Ben Witherington III thinks there is something fundamentally weak about each branch of the movement.




When evangelicals have debated, it has usually been Calvinists versus Arminians or dispensationalists versus Pentecostals. Ben Witherington III, professor of New Testament at Asbury Seminary in Kentucky, says a pox on all evangelical houses, at least exegetically. He appreciates what each tradition brings to the table—from a fresh appreciation of God's sovereignty to holiness, eschatology, and gifts of the Spirit—but he argues in his latest book that in their distinctives, all four branches are least faithful to the Bible. In the end, his book, The Problem with Evangelical Theology: Testing the Exegetical Foundations of Calvinism, Dispensationalism, and Wesleyanism (Baylor University, 2005), makes a positive argument for how biblical interpretation should be done in an increasingly postmodern setting.
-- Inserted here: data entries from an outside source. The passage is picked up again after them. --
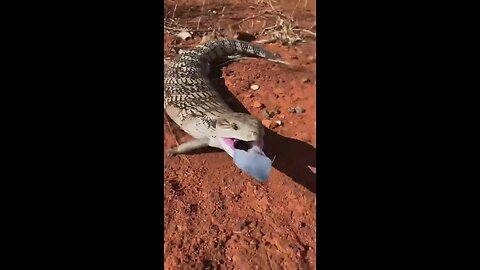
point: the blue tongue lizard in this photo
(253, 162)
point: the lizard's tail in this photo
(219, 49)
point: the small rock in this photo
(299, 109)
(266, 123)
(206, 39)
(305, 80)
(184, 35)
(244, 36)
(279, 92)
(274, 112)
(257, 104)
(265, 113)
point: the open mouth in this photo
(233, 144)
(249, 157)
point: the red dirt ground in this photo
(217, 217)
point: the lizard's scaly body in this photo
(193, 103)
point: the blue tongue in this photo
(253, 162)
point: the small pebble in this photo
(184, 35)
(299, 109)
(257, 104)
(265, 113)
(266, 123)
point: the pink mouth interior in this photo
(230, 142)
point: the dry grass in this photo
(278, 27)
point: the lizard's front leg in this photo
(188, 146)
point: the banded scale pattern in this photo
(188, 94)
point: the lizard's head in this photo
(239, 131)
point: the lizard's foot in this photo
(171, 152)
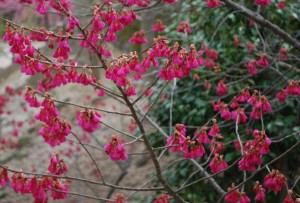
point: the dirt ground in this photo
(32, 153)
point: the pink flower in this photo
(281, 4)
(283, 53)
(162, 198)
(236, 40)
(244, 95)
(30, 98)
(263, 2)
(214, 129)
(213, 3)
(244, 198)
(89, 120)
(177, 138)
(281, 95)
(60, 194)
(57, 166)
(192, 149)
(116, 150)
(293, 88)
(73, 22)
(183, 27)
(225, 114)
(221, 88)
(250, 47)
(274, 181)
(19, 183)
(158, 26)
(241, 113)
(130, 90)
(260, 192)
(233, 196)
(138, 38)
(263, 60)
(217, 163)
(202, 137)
(251, 66)
(3, 177)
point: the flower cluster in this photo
(260, 104)
(158, 26)
(88, 120)
(31, 98)
(293, 89)
(57, 166)
(115, 149)
(184, 27)
(259, 191)
(3, 177)
(253, 150)
(213, 3)
(221, 88)
(274, 181)
(217, 163)
(175, 140)
(37, 186)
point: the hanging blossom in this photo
(214, 131)
(239, 113)
(221, 88)
(115, 149)
(275, 181)
(259, 191)
(283, 53)
(89, 120)
(58, 185)
(289, 198)
(216, 146)
(250, 47)
(3, 177)
(293, 88)
(158, 26)
(174, 141)
(222, 107)
(260, 104)
(31, 98)
(263, 60)
(184, 27)
(202, 136)
(57, 166)
(138, 37)
(213, 3)
(244, 95)
(251, 66)
(281, 95)
(217, 163)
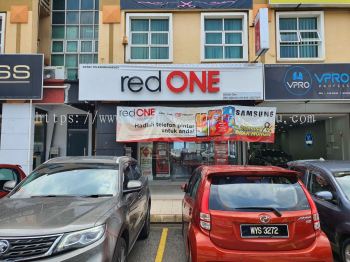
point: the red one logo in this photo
(206, 83)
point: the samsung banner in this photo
(307, 82)
(185, 5)
(219, 123)
(318, 3)
(171, 82)
(21, 76)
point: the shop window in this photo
(2, 32)
(40, 130)
(150, 37)
(300, 35)
(224, 37)
(74, 34)
(178, 160)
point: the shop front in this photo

CT managing editor Mark Galli interviewed Witherington.

So, what is the problem with evangelical theology?

It has exegetical weaknesses that are not recognized or owned up to by the various evangelical Protestant strains of theology. That's what it boils down to.
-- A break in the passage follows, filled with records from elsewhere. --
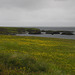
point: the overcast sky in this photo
(37, 13)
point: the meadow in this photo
(23, 55)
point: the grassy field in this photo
(22, 55)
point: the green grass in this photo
(23, 55)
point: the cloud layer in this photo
(37, 12)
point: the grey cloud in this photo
(37, 12)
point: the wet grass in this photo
(22, 55)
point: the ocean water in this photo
(55, 35)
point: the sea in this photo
(54, 29)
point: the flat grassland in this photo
(23, 55)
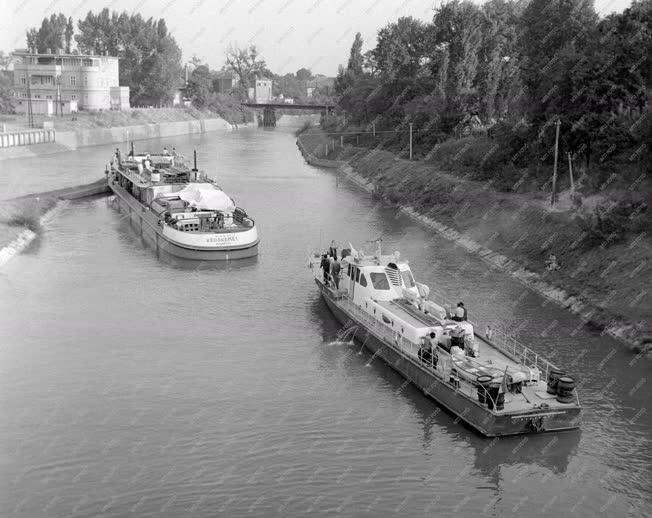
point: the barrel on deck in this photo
(483, 387)
(553, 379)
(566, 389)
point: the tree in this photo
(456, 37)
(604, 92)
(304, 74)
(246, 64)
(356, 60)
(200, 86)
(498, 79)
(369, 64)
(400, 51)
(53, 34)
(553, 34)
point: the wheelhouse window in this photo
(379, 281)
(408, 280)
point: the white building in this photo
(263, 90)
(87, 81)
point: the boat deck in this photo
(491, 360)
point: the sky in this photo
(290, 34)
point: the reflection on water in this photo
(134, 386)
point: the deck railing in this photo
(444, 366)
(505, 343)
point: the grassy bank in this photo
(609, 269)
(229, 110)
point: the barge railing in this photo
(505, 343)
(446, 370)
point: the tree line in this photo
(514, 68)
(151, 62)
(244, 65)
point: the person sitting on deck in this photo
(332, 251)
(335, 268)
(326, 266)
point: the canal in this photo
(137, 386)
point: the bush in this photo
(610, 223)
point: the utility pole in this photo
(30, 113)
(554, 170)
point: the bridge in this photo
(269, 109)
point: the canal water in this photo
(132, 385)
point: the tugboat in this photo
(180, 210)
(490, 381)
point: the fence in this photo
(26, 138)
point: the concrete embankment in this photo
(71, 140)
(591, 312)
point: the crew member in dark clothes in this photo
(326, 266)
(335, 272)
(460, 312)
(332, 251)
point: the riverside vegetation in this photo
(483, 88)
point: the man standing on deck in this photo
(335, 272)
(459, 314)
(325, 266)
You write that in our distinctives, we are least faithful to the Word. What do you mean?

The issue is not really with Christology, the Trinity, the virginal conception, the bodily resurrection of Jesus, or the Bible as the Word of God. The issues I'm concerned about are the distinctives of Calvinist, Arminian, dispensational, or Pentecostal theology. When they try to go some particular direction that's specific to their theological system, that's precisely the point in their argument at which they are exegetically weakest.

The Calvinist system links the ideas of predestination, irresistible grace, and perseverance of the saints. Each of those has its own exegetical weaknesses, especially perseverance of the saints.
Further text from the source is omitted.